At age 14, Ryan Barnes found his passion in life.
And now he’s helping other youngsters develop that same passion as a coach, Weatherford High School’s new coach, in fact.
Once he realized his love for golf, Barnes went all-in. No multiple sports for this guy, who instantly had dreams of playing big-time some day.
"I gave up all sports to just focus on golf when I was 14," said Barnes.
He was a natural. Soon after he won his first tournament in that same year. He played on two national tours as a junior golfer and played varsity golf on his high school team as a freshman.
He was a golf student of legendary golf instructor and former Tiger Woods coach Hank Haney in McKinney for three years.
"From him I learned a lot of what to do and a lot of what not to do," said Barnes. "Bottom line there is no great golf instructor for everybody. Everyone must, in a sense, learn to become their own instructor .
"Furthermore, it’s important to find an instructor that works with your own individual swing, not making your swing into theirs. I have found that it all starts with learning everything you can about yourself and your own game for yourself."
Unfortunately, for Barnes, by the beginning of his senior year in high school he developed stress fractures in his lower back and playing competitive golf became too painful.
"It was extremely difficult and even more painful than the stress fractures to walk away from the game," he said.
However, the exit was only temporary. He found a new passion channeled differently in the same sport. Everything he knew, the talents he honed could still be put to use vicariously through youngsters he would coach.
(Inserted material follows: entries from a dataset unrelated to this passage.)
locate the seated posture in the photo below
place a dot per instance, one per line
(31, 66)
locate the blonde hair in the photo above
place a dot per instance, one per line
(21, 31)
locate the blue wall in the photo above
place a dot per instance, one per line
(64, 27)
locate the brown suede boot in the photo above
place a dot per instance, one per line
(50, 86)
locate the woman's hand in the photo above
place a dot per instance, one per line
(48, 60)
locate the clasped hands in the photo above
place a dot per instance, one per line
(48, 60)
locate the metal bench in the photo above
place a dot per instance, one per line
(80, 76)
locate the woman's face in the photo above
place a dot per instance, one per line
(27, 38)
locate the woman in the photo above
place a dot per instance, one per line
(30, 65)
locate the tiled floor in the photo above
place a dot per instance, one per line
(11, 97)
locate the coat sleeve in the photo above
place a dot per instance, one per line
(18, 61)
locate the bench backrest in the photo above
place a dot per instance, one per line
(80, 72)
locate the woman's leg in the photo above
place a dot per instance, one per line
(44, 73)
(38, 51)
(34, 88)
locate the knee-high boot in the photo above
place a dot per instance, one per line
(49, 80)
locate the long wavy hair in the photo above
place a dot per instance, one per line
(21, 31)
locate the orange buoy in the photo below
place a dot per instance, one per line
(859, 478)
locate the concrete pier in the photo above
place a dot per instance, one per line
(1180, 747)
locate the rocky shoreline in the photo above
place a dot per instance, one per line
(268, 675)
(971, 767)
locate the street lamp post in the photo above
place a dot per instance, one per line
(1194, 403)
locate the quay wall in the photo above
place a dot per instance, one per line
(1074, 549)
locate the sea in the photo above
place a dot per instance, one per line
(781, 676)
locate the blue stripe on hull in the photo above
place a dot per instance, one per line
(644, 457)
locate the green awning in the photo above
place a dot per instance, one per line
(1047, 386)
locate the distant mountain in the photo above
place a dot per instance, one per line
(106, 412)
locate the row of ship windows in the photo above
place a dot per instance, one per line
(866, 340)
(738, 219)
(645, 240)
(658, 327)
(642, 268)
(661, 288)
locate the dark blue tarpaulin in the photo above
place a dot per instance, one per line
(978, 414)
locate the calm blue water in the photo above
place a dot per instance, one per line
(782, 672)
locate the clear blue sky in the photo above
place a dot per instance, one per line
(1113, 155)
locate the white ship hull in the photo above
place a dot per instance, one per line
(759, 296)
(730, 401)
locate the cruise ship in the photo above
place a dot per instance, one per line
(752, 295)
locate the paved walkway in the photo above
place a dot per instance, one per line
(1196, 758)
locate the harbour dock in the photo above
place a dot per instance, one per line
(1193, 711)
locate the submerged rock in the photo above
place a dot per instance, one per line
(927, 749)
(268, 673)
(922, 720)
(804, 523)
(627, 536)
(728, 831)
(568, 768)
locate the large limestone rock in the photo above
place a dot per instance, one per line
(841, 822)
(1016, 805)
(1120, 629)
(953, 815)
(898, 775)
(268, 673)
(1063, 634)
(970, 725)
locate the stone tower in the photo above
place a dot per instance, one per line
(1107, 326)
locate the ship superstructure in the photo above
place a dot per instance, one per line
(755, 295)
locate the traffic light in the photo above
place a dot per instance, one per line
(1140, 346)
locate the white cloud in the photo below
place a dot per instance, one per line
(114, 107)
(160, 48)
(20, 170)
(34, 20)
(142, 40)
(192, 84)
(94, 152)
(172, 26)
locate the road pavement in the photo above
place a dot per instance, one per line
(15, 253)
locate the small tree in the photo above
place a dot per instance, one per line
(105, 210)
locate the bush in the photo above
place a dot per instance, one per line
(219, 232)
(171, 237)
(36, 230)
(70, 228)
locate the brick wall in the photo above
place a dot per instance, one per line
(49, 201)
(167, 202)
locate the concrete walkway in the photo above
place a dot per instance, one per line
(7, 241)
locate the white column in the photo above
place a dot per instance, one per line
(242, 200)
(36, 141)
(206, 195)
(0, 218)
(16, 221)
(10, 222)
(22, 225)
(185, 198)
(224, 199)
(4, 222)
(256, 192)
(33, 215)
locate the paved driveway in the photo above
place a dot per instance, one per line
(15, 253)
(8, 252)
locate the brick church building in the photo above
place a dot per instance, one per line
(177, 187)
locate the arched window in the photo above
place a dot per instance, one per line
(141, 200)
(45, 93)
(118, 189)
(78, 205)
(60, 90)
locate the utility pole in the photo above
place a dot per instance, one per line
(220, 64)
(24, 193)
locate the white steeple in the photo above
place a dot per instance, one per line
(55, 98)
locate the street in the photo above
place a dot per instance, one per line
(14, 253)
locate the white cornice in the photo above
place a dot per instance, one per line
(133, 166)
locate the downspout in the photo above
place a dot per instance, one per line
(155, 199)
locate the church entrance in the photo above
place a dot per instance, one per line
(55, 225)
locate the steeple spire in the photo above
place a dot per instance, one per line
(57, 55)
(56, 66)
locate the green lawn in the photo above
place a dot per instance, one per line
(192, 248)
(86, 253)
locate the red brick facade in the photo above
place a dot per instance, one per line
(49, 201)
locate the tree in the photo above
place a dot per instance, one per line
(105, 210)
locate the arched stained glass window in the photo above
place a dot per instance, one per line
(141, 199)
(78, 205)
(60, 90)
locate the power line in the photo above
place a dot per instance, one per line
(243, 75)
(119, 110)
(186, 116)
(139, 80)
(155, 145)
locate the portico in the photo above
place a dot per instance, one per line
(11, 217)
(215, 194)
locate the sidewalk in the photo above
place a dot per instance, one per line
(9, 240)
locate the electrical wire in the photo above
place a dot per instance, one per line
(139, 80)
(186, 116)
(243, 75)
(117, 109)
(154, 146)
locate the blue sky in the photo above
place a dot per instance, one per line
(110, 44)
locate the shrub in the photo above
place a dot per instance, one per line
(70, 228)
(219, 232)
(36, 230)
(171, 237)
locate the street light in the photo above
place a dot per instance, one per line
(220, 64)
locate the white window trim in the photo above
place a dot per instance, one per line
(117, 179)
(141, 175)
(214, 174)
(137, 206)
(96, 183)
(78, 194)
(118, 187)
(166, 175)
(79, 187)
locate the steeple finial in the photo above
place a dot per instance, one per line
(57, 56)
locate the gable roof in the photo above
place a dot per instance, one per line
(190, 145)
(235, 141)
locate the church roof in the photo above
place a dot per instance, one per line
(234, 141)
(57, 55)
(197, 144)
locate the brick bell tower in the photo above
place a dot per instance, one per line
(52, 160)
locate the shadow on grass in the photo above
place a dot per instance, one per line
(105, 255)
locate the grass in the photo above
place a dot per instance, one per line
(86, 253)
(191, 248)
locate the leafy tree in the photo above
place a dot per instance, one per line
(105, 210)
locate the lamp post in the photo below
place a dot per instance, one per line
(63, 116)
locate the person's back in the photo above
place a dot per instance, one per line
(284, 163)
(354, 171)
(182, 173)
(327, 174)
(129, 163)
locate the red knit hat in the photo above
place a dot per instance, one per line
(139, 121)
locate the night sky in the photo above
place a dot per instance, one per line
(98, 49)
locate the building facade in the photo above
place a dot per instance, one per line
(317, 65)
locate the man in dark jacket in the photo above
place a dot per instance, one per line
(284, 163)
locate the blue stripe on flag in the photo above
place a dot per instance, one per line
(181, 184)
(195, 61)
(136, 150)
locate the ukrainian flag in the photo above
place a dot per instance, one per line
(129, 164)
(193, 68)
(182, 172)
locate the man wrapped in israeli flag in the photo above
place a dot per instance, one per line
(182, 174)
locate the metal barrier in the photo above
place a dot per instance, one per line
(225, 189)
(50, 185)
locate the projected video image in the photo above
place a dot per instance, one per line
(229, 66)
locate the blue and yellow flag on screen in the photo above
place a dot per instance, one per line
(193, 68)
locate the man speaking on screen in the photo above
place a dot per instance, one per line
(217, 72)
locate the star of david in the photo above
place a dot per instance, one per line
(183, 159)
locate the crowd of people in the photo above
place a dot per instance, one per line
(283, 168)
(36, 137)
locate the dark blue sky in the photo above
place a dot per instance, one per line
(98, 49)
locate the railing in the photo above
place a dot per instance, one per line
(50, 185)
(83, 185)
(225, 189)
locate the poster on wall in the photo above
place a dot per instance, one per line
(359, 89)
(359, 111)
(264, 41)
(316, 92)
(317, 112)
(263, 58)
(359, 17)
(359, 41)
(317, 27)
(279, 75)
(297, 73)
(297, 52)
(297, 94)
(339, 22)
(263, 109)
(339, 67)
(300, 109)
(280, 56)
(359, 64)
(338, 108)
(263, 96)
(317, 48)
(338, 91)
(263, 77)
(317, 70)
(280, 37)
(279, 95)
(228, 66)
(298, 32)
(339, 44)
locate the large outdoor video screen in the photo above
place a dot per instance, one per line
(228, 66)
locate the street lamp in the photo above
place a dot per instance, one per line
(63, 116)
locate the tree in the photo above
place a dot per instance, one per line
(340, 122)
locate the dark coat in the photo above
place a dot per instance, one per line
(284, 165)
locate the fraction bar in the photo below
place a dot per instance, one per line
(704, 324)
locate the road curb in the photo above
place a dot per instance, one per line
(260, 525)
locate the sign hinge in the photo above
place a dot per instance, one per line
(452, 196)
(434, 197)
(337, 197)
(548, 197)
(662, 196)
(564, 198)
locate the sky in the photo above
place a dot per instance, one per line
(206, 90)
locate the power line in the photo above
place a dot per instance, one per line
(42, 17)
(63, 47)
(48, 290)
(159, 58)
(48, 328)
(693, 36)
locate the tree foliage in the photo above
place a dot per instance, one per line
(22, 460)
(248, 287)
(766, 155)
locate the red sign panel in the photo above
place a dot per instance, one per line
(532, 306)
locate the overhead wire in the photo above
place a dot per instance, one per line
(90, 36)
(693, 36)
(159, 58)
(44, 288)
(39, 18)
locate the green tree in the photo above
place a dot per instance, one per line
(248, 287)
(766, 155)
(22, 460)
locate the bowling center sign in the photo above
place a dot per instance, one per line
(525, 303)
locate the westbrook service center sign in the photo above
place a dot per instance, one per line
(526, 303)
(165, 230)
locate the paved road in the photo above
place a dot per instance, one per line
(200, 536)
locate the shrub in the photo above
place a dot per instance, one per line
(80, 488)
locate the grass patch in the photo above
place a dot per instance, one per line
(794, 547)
"I fell in love with golf all over again as a coach," he said
And he has also found success coaching. Last year he was the head golf coach at Keene. Within his first year two boys and one girl qualified for regionals. No boy had ever qualified for regionals in golf in Keene history.
"I’m extremely proud of that feat," said Barnes. "Last year let me know that with talented kids and my competitive tournament golf experience, great things are possible.
"And being in Weatherford now, and seeing the unbelievable talent that I’ve been blessed to work with here in these kids, I cannot wait to see what the future has in store for us."
Barnes said his arrival in Weatherford has signaled a brand new, clean slate for the program.
"This year compared to last year we have four solid teams. We have team Black and team Blue for both boys and girls.Team black is the top team and Blue is the preparatory team," he said.
"I coach team Black for both boys and girls. My assistant, Jordan Coffman, will be coaching team Blue for both boys and girls.
"I used the fall season this year to see what needed to be worked on, to see where our greatest strengths were. I used it as a practice season to get us ready to win district and see what we needed to work on most to make that happen.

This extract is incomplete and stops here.